ほのかに明るくなった室内に、髪をリボンで二つに結んだ女が足を組んで座っている。イラついた様子で、足を細かく揺すっている。きちんと手入れされた爪は赤く塗られ、髪の先をいじっている。
「ちょっと、いつまで待たせるわけ。」
横に待機している従業員に、怒ったように問う。
「申し訳ありません。あとお三方いらっしゃられるので、もう少々お待ちください。」
丁寧な様子で応答する男は、深々も頭を下げる。その様子に女は仕方なしに口を閉じた。それを確認してから、男は顔をあげた。
「失礼します。」
三回のノックの後、メイド姿の女が重厚そうな扉をゆっくり開けた。その後ろには、四角い眼鏡をかけた男が楽しそうに部屋の内装を眺めている。首をくるくると動かしながら、ふと一つの絵画に目を止めた。
「ねえ。

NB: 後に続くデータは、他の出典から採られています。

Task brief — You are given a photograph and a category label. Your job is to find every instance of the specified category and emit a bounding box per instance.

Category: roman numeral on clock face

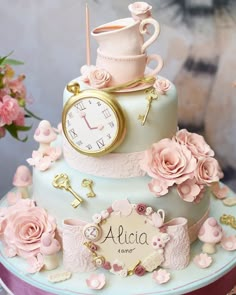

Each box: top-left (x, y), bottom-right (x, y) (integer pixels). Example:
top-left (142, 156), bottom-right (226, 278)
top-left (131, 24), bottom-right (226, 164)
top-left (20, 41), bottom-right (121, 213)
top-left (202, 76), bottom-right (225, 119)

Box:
top-left (102, 109), bottom-right (111, 119)
top-left (96, 138), bottom-right (105, 149)
top-left (109, 121), bottom-right (115, 128)
top-left (75, 101), bottom-right (86, 111)
top-left (66, 120), bottom-right (71, 127)
top-left (76, 140), bottom-right (83, 145)
top-left (69, 129), bottom-right (78, 139)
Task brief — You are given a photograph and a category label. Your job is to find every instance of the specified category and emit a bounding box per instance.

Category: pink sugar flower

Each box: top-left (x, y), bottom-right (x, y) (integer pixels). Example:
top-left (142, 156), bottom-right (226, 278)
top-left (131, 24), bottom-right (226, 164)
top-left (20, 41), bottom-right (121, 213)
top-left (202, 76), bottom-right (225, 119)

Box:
top-left (0, 95), bottom-right (20, 127)
top-left (193, 253), bottom-right (212, 268)
top-left (148, 179), bottom-right (168, 197)
top-left (141, 138), bottom-right (196, 186)
top-left (3, 199), bottom-right (56, 258)
top-left (195, 157), bottom-right (223, 186)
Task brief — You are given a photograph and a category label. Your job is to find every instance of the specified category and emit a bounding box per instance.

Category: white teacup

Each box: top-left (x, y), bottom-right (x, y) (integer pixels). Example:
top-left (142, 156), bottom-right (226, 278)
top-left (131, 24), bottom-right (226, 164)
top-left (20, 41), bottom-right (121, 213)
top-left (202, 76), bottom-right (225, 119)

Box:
top-left (96, 49), bottom-right (163, 86)
top-left (91, 18), bottom-right (160, 56)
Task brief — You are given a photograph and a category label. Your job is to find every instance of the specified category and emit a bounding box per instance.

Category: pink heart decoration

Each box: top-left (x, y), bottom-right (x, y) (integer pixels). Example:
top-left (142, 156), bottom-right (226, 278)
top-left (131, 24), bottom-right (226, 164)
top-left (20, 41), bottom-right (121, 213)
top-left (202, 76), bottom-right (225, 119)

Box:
top-left (112, 264), bottom-right (123, 272)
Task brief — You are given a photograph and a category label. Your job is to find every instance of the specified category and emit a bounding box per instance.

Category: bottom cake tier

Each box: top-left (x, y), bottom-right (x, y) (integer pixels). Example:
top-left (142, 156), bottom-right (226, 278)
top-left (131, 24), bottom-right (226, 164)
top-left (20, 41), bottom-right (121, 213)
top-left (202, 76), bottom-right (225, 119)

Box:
top-left (0, 187), bottom-right (236, 295)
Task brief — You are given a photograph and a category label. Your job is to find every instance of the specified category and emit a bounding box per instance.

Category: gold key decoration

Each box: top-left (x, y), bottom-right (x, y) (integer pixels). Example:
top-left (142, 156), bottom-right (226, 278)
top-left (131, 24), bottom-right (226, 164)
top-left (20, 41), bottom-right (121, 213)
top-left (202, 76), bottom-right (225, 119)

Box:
top-left (52, 173), bottom-right (83, 208)
top-left (81, 179), bottom-right (96, 198)
top-left (138, 88), bottom-right (158, 126)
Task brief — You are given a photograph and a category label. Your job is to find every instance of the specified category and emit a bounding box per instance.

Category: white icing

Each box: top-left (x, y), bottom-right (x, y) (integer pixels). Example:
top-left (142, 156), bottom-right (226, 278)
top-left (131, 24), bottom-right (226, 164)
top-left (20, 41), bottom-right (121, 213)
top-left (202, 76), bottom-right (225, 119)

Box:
top-left (33, 146), bottom-right (209, 238)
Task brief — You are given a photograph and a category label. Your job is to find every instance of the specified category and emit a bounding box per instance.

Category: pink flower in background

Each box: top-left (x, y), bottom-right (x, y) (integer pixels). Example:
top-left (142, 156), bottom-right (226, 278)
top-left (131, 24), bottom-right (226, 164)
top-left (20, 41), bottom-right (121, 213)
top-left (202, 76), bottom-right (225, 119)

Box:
top-left (128, 1), bottom-right (152, 20)
top-left (3, 201), bottom-right (56, 258)
top-left (0, 127), bottom-right (6, 138)
top-left (153, 79), bottom-right (171, 95)
top-left (0, 54), bottom-right (39, 142)
top-left (195, 157), bottom-right (223, 185)
top-left (8, 75), bottom-right (26, 98)
top-left (141, 138), bottom-right (196, 186)
top-left (175, 129), bottom-right (214, 158)
top-left (177, 179), bottom-right (201, 202)
top-left (13, 108), bottom-right (25, 126)
top-left (0, 95), bottom-right (20, 127)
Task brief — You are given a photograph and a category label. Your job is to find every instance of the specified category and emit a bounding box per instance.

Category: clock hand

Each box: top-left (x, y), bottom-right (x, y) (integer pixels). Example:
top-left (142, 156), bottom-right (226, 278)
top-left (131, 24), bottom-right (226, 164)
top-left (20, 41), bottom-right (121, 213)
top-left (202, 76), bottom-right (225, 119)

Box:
top-left (80, 112), bottom-right (98, 130)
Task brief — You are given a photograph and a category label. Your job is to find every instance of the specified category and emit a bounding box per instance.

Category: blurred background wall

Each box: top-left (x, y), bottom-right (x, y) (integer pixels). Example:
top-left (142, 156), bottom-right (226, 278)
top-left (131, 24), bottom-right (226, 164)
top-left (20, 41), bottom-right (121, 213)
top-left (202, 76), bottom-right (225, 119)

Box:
top-left (0, 0), bottom-right (236, 196)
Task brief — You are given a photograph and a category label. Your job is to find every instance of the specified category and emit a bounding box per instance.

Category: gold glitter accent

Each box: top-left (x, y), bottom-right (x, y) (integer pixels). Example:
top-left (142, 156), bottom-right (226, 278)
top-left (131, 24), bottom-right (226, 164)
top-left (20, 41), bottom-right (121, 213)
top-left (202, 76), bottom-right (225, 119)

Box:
top-left (81, 179), bottom-right (96, 198)
top-left (138, 87), bottom-right (158, 126)
top-left (52, 173), bottom-right (83, 208)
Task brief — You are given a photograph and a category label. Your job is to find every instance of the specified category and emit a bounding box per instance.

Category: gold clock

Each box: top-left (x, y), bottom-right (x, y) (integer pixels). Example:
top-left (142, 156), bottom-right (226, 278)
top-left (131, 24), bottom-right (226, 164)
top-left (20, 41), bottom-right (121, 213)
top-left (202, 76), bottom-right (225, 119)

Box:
top-left (62, 82), bottom-right (126, 156)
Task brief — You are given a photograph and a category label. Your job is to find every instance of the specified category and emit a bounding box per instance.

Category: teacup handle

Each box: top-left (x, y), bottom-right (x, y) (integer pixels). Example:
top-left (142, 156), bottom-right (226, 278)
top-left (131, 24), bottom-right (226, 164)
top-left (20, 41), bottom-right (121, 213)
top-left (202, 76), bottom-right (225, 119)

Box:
top-left (146, 54), bottom-right (163, 76)
top-left (139, 18), bottom-right (160, 53)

」
すぐ前にいたメイドの肩を叩き、勢いよく絵を指差す。
「あの絵は誰が描いたの?」
「あちらはここの家主のお嬢様が描かれたものです。」
その絵は少女が優しげな笑顔を浮かべている。
ふーん、と声をあげて、ようやくソファに座っている女に目を向けた。
「はじめまして、お嬢さん!」
にこやかな声で、手を差し出す。女はふん、と鼻をならし顔を背けた。男は気にした様子もなく手を下げた。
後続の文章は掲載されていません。